That should read ...gamble and let loose.


----------



## ChileRelleno (Jul 7, 2012)

*Week Two, + a few days*

I've finally attained a decent heat with these eggs by adding a heaping tsp of the Hillbilly Gunpowder last week.
Very nice spiciness overall, but not too hot to distract from the egg.
Good color, but no more penetration of color into the whites.


----------



## ChileRelleno (Jul 7, 2012)

Here I am at five weeks with these awesome little, pickled incendiary bombs and I do believe they're at their pinnacle of ripeness.
As hot as they're gonna get without direct application of a good Habanero or hotter sauce.

Not many left, not going to find out what they're like at more than two months since I keep eating them.
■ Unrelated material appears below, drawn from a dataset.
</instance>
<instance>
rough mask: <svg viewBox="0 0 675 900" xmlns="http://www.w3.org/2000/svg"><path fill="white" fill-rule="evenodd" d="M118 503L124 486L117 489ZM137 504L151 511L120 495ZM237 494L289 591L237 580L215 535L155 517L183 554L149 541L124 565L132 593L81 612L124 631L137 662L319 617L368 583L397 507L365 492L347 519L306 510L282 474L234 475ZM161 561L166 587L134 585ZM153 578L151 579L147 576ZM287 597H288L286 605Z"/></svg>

No further penetration of color, but the surface is real pretty


----------



## MCDAVE (Apr 8, 2010)

I pickled some eggs using your recipe about 3 weeks ago. They are pretty tasty and like you say not really hot. I added some pickled beet juice to give them a little more color. But I must admit they are still tasty little snacks.


----------



## ChileRelleno (Jul 7, 2012)

MCDAVE said:


> I pickled some eggs using your recipe about 3 weeks ago. They are pretty tasty and like you say not really hot. I added some pickled beet juice to give them a little more color. But I must admit they are still tasty little snacks.


Yeah, the Sriracha isn't really hot, but it is a great flavor in the brine.

But really, try the Sriracha onions.
They're so good on tacos, BBQ sammiches and in coleslaw.
Delightfully crunchy and spicy.


----------



## kanaka (Oct 3, 2007)

Chile, think you'll really like this, the Lexus Sriracha IS.









http://www.autoblog.com/2016/11/16/lexus-sriracha-is-hot-sauce-special-edition/


----------



## ChileRelleno (Jul 7, 2012)

Naw, Sriracha is something I just merely _'like'_.
Not like it is _El Yucateco Habanero Sauce_, which I really, really _'LIKE'_.

But seriously, a Sriracha infused car?
LMAO


----------